Our Quality Control Data Reviewer plays a vital role in ensuring the highest quality and safety standards of our pharmaceutical products. Once you complete our training, your responsibilities will include performing review of QC testing data for conformance to methods, SOPs, cGMP and Good Documentation Practices. Your attention to detail and adherence to precise procedures will guarantee that our medications meet the highest standards of safety, efficacy, and quality, providing patients with the best possible care and outcomes. Turn your passion for precision and your commitment to quality into a meaningful impact on healthcare across the US.
This is a full-time role for our 2nd shift, working Monday through Friday from 2pm to 10:30pm. This is a set, consistent schedule with minimum overtime requirements and based on site in our Bloomsbury, NJ location.. This is a safety sensitive position that may be subject to random drug testing, in accordance with applicable laws.

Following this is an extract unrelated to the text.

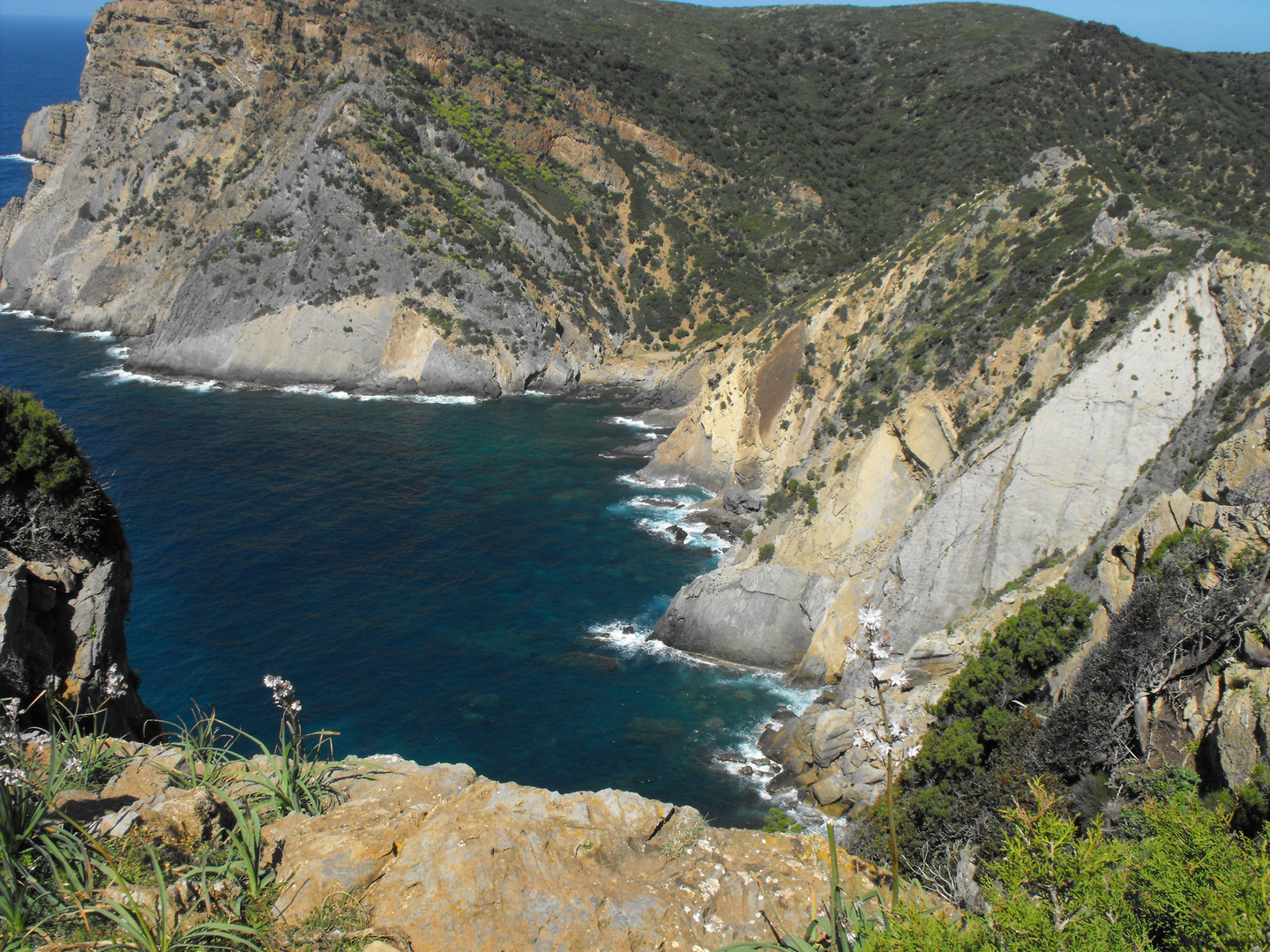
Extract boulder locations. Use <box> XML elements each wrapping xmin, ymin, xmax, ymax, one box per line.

What The Quality Control Data Reviewer Does Each Day
- Reviews analytical testing of finished sterile products, and raw materials, following all written procedures and cGMP, and providing assurance of accurate documentation of analyses
- Conducts and writes laboratory investigations, with support from the Manager
- Verifies appropriate documentation for DEA controlled sample handling
- Documents completion of review and approval of data in the appropriate laboratory systems
- Reports any issues to the Supervisor upon discovery
- Partners with their Supervisor to understand overall expectations and execute them independently based on the prioritization of projects
- This individual will work with the Supervisor or Manager to understand overall expectations and provide data to meet project milestones
- Reads and understands SOPs and follow policy, procedure, and applicable government regulations, such as current Good Manufacturing Practices (cGMP), DEA compliance, quality standards and safety requirements
- Provides review of analytical data in a timely manner
- Provides input to SOPs to enhance the efficiency of the laboratory
- Keeps up to date on SOPs, cGMP, and current Good Documentation Practices (cGDP) requirements
- Communicates as needed any testing issues to either a supervisor or manager or to a cross-functional group such as Metrology
- Recommends to Supervisor or Manager improvements to analytical test methods or documentation
Our Most Successful Quality Control Data Reviewer
- Detail-oriented with strong verbal and written communications skills
- Highly organized
- Knowledgeable in Microsoft Word and Excel
- Fulfills expectations, establishes sustainable relationships with team members, maintains effective and meaningful communication channels
Minimum Requirements For This Role
- 18+ years of age
- Able to successfully complete a drug and background check
- B.S. degree or higher in Chemistry, Biology, or related field
- 3 or more years of laboratory experience in the Pharmaceutical Industry
- Must be currently authorized to work in the United States on a full-time basis; QuVa is not able to sponsor applicants for work visas
Any Of The Following Will Give You An Edge
- Experienced with Waters H-class HPLC and Empower software
Benefits Of Working At QuVa
- Set, full-time, consistent work schedule
- Comprehensive health and wellness benefits including medical, dental and vision
- 401k retirement program with company match
- 17 paid days off plus 8 paid holidays per year
- National, industry-leading high growth company with future career advancement opportunities
About QuVa
QuVa is a national, industry-leading provider of pharmacy services, including ready-to-administer sterile outsourcing and advanced AI-generated insights providing clarity for revenue capture and inventory management. QuVa Pharma delivers essential medications in injectable formats critical for effective patient care. LogicStream, a QuVa company, partners with health systems to aggregate, normalize, and analyze large amounts of complex data through AI and machine learning tools that generate actionable insights supporting revenue optimization, inventory management, and inventory-related workflows. Through QuVa’s integrated solutions, health systems can transform pharmacy management to achieve greater value by operating more efficiently and effectively as they deliver high-quality patient care.
QuVa is an equal opportunity employer and is committed to creating and maintaining a work environment that is free from all forms of discrimination and harassment. QuVa's Equal Opportunity Policy prohibits harassment or discrimination due to age, ancestry, color, disability, gender, gender expression, gender identity, genetic information, marital status, medical condition, military or veteran status, national origin, race, religious creed, sex (including pregnancy, childbirth, breastfeeding, and any related medical conditions), sexual orientation, and any other characteristic or classification protected by applicable laws. All employment with QuVa is “at will.”